Some brown algae, notably Sargassum, form free-floating rafts that can cover vast areas of the ocean. The Sargasso Sea in the North Atlantic is named for these algae, which create a unique pelagic habitat supporting specialized fishes, crabs, and invertebrates. In recent years, massive Sargassum blooms in the tropical Atlantic have created drifting wrack lines that impact coastlines in the Caribbean and West Africa—good habitat at sea but a nuisance (and potential hazard) when they rot on beaches. For divers, encountering Sargassum rafts offshore can be a chance to see juvenile fishes, pelagic nudibranchs, and other open-ocean drifters sheltering among the fronds.

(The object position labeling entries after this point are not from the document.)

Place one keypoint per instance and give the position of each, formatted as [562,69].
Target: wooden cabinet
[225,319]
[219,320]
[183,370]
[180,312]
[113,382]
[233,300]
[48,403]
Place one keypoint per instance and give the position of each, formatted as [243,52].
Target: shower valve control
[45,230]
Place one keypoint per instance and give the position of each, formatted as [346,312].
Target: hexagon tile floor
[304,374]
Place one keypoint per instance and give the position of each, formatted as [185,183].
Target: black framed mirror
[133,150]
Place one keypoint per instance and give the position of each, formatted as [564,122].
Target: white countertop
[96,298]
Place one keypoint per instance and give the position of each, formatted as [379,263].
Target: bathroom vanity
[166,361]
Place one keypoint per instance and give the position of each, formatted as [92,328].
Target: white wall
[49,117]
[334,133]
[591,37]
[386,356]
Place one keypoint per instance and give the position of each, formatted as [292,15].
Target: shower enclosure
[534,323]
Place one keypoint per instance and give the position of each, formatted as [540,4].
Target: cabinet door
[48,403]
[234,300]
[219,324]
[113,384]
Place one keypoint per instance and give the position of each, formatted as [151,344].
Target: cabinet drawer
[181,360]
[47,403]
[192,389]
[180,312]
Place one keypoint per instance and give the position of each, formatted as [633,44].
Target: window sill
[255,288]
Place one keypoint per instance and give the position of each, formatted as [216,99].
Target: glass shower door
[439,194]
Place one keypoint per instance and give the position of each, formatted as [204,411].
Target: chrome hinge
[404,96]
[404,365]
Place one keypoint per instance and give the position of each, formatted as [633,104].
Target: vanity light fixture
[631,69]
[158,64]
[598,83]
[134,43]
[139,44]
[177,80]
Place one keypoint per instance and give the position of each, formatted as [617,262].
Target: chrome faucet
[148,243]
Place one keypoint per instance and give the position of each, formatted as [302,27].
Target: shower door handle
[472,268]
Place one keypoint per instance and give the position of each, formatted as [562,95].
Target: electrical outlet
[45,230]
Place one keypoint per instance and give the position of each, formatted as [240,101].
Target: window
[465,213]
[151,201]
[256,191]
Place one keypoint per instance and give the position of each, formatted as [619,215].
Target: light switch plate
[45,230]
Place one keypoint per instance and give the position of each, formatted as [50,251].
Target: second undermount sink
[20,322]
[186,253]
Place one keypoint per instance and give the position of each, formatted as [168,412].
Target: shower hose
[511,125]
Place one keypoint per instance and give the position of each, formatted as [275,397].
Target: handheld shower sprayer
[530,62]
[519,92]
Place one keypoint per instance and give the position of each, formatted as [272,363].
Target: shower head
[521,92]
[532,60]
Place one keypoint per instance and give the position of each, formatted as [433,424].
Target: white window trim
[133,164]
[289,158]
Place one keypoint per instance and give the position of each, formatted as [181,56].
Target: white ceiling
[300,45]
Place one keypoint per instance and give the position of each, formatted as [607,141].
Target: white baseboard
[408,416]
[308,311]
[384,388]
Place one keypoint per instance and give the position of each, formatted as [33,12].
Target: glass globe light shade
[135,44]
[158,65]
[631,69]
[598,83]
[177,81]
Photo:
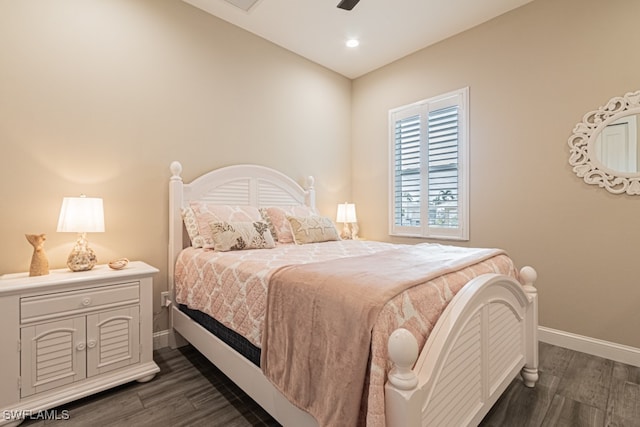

10. Climate Change, Heatwaves, and Shifting Forests

Seaweed communities are on the front lines of climate change. Marine heatwaves have already wiped out iconic kelp forests in some regions (e.g., parts of Western Australia and Northern California), replacing them with urchin barrens or turf-dominated states. Warming waters and changing currents shift species ranges poleward, while stronger storms can rip out shallow algal canopies. Ocean acidification may affect calcifying algae like corallines that help cement reefs. At the same time, some opportunistic seaweeds may expand under higher CO₂ and nutrient conditions. For divers, changes in seaweed cover over just a few years can be dramatic—favorite kelp sites turning barren, or new algal species appearing where they were once rare. Watching these shifts in real time is both scientifically fascinating and personally sobering.